Gore District Council will ask residents to choose between five options for reshaping local government across the south.
The decision follows an extraordinary meeting today where councillors agreed to join the Government's Head Start reform process — a fast-track pathway that lets councils propose their own restructuring before compulsory amalgamation kicks in after 2028.
Mayor Ben Bell made clear the reform pressure is coming from Wellington, not Gore. "The Government has set the clock, set the rules and set the deadline. Our choice is whether we sit back and have a future handed to us or get to the table and help shape it."
No decision has been made to amalgamate. The consultation keeps Gore's options open before the August 9 deadline for Head Start proposals.
Two reform processes are now running simultaneously in Southland, causing confusion. The Local Government Commission is conducting an independent investigation that began at Southland District Council's request. The second phase workshops a long list of options on June 17 in Invercargill.
The Government's Head Start pathway offers councils a faster route with broader options, but any proposal must create a unitary authority and meet five criteria including maintaining local voice.

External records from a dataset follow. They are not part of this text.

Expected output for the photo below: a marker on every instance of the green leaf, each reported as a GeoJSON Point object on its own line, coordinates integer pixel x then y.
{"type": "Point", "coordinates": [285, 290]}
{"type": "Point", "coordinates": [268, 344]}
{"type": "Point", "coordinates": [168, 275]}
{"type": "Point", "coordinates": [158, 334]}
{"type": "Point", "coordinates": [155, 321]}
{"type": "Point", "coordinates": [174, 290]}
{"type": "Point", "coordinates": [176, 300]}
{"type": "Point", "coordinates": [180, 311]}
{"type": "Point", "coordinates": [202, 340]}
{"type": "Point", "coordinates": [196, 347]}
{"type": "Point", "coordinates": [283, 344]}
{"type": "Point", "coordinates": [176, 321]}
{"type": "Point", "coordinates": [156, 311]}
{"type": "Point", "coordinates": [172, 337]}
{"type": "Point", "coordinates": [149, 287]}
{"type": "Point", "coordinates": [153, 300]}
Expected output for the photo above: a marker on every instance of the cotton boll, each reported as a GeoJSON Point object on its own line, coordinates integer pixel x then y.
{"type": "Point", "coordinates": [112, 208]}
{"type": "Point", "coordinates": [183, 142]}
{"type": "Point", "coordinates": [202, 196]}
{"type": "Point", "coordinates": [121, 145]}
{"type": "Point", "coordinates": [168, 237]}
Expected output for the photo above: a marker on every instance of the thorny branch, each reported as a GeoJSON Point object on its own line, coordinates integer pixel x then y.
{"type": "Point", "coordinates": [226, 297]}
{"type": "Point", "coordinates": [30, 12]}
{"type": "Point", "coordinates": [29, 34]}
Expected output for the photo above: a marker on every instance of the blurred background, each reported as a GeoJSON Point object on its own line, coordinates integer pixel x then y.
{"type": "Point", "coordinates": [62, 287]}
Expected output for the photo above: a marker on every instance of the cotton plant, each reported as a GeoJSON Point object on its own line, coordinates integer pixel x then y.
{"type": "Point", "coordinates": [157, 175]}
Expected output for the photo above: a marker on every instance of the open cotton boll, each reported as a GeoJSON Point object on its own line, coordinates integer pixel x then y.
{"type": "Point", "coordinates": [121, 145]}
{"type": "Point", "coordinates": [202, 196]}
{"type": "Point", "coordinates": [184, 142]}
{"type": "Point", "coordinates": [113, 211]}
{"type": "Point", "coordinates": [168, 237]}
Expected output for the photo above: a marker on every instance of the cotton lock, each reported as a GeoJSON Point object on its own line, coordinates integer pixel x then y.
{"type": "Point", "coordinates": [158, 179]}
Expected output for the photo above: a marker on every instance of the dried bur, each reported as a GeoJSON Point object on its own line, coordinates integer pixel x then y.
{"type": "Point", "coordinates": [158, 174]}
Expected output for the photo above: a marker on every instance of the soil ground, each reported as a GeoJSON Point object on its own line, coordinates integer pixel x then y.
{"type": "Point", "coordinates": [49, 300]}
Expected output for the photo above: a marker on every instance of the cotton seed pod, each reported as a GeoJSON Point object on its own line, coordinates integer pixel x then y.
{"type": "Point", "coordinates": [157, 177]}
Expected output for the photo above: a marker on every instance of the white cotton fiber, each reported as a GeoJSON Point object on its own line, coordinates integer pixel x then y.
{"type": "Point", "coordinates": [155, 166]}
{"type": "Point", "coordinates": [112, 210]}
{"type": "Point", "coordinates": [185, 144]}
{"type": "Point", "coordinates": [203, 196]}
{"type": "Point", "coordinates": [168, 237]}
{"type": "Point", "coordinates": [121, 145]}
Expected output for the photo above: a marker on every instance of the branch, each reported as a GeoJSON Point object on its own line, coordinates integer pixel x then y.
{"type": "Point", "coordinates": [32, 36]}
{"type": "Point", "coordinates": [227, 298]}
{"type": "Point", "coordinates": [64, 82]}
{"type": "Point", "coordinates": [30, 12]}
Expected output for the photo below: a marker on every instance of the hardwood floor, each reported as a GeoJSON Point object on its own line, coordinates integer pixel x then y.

"The thing I'll be fighting hardest for is local representation," Bell said. "There's a genuine worry that a smaller district like ours could get drowned out in a bigger organisation. That concern is fair, and exactly why we want to be in the room — to make sure the Gore District has a say in decisions that affect us."
The five options residents will consider are: staying with the Commission review only; creating one unitary authority for Southland with rural representation built in; forming a rural unitary across Southland and Otago covering Gore, Southland, Clutha, Waitaki and Central Otago districts; an open option for other ideas; and splitting into two unitary authorities with Invercargill separate from a Southland-Gore council.
Bell called this early conversation a first step, not the final word. "Because the Government's timeframe is tight, it is deliberately fast and high-level."
If the Government accepts any proposal, detailed design work including financial modelling and governance arrangements would run from October 2026 to March 2027.
Council appointed Cr Paul McPhail and Mel Cupit to a joint working group with Invercargill City Council to explore governance options.
Details on drop-in sessions and online feedback will be released through the council's website, local media and social channels.